In research, time and resources are precious. Automating common tasks, such as data collection, can make a project efficient and repeatable, leading in turn to increased productivity and output. You will end up with a shareble and reproducible method for data collection that can be verified, used and expanded on by others — in other words, a computationally reproducible data-collection workflow.

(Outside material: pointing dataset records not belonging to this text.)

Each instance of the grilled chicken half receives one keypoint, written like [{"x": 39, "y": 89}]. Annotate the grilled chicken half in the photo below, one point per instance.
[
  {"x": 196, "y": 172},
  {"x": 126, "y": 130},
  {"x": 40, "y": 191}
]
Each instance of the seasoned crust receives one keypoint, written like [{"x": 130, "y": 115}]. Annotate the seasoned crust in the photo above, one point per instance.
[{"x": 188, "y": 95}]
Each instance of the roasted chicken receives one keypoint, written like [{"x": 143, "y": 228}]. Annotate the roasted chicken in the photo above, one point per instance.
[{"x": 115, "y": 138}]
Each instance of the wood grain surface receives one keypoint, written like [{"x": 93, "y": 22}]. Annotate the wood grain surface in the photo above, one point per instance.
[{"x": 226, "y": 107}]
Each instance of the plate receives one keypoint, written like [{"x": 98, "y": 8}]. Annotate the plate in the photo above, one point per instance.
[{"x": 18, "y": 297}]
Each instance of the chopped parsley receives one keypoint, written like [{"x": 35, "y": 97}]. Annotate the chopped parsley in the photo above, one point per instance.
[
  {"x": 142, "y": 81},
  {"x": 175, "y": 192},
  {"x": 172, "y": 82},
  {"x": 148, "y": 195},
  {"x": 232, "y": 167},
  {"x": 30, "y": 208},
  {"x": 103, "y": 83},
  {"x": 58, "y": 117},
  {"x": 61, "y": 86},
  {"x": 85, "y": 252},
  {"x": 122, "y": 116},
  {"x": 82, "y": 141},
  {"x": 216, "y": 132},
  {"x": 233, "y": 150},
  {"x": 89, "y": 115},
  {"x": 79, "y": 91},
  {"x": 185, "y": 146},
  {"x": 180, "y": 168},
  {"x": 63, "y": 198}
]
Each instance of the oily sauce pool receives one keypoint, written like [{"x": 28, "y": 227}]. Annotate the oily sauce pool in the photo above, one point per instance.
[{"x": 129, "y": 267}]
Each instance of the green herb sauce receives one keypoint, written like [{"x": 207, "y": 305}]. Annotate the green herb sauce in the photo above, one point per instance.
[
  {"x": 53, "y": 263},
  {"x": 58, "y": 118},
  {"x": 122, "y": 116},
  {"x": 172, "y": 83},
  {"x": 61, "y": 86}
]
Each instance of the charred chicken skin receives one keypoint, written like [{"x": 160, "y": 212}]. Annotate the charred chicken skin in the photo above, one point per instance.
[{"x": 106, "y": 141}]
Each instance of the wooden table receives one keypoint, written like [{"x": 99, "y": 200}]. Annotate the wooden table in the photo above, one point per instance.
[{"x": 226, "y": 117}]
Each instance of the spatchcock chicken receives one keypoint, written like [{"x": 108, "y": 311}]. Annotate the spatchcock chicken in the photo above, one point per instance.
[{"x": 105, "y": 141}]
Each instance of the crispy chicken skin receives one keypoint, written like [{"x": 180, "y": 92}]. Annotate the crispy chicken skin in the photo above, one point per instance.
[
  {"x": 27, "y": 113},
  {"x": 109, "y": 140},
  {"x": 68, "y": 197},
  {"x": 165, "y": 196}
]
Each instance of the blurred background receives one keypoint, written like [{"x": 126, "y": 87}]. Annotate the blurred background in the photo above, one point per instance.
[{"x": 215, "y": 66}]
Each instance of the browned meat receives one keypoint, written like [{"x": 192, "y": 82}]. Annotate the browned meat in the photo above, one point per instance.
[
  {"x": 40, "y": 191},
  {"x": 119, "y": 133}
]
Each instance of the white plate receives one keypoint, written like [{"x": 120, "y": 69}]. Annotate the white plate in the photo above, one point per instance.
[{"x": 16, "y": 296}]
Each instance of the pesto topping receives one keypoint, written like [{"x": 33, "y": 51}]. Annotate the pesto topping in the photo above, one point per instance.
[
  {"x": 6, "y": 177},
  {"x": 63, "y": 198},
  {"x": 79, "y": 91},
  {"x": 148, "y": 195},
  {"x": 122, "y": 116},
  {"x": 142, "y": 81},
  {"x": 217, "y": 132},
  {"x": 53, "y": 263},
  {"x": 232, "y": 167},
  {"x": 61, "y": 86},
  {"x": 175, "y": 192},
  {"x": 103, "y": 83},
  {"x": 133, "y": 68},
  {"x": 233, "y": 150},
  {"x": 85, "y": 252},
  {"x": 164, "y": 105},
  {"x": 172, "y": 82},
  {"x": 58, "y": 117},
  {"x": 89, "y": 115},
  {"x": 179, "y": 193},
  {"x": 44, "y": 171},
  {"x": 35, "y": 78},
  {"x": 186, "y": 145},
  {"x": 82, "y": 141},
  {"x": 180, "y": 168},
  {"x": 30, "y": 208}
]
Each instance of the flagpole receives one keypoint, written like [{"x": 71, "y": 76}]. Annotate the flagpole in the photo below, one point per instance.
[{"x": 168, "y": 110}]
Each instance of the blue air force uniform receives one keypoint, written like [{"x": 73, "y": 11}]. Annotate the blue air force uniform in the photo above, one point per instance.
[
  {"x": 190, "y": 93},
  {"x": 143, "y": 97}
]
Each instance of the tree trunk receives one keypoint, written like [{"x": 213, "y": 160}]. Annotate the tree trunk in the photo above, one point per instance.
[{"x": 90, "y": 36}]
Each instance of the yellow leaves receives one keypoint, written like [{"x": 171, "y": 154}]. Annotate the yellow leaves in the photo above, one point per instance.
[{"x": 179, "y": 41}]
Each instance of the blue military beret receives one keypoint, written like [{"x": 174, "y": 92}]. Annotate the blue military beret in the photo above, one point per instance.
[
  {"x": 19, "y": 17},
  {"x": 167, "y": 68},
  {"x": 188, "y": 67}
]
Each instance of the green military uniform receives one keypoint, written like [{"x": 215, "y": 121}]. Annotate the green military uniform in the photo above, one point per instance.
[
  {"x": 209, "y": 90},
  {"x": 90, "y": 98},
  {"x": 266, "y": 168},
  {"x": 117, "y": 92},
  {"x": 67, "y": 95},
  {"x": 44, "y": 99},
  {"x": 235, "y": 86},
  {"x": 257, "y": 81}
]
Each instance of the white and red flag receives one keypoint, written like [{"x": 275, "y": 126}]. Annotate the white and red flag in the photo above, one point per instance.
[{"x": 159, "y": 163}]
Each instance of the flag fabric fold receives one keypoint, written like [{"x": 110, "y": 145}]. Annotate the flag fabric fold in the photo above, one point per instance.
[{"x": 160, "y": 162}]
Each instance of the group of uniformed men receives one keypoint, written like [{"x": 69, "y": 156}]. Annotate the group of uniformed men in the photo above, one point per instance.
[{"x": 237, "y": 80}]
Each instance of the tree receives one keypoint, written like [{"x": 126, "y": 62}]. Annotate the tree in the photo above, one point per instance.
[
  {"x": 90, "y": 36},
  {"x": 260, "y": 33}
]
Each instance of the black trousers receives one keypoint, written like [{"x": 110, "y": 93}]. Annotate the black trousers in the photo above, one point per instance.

In a current project, we are analysing coroners’ reports to help to prevent future deaths. It has required downloading more than 3,000 PDFs to search for opioid-related deaths, a huge data-collection task. In discussion with the larger team, we decided that this task was a good candidate for automation. With a few days of work, we were able to write a computer program that could quickly, efficiently and reproducibly collect all the PDFs and create a spreadsheet that documented each case.

Such a tool is called a ‘web scraper’, and our group employs them regularly. We use them to collect information from clinical-trial registries, and to enrich our OpenPrescribing.net data set, which tracks primary-care prescribing in England — tasks that would range from annoying to impossible without the help of some relatively simple code.

In the case of our coroner-reports project, we could manually screen and save about 25 case reports every hour. Now, our program can save more than 1,000 cases per hour while we work on other things, a 40-fold time saving. It also opens opportunities for collaboration, because we can share the resulting database. And we can keep that database up to date by re-running our program as new PDFs are posted.

Here, we offer some basics about web scraping and how you can start using it in your research projects.

How does scraping work?

Web scrapers are computer programs that extract information from — that is, ‘scrape’ — web sites. The structure and content of a web page are encoded in Hypertext Markup Language (HTML), which you can see using your browser’s ‘view source’ or ‘inspect element’ function. A scraper understands HTML, and is able to parse and extract information from it. For example, you can program your scraper to extract specific fields of information from an online table or download documents linked on the page.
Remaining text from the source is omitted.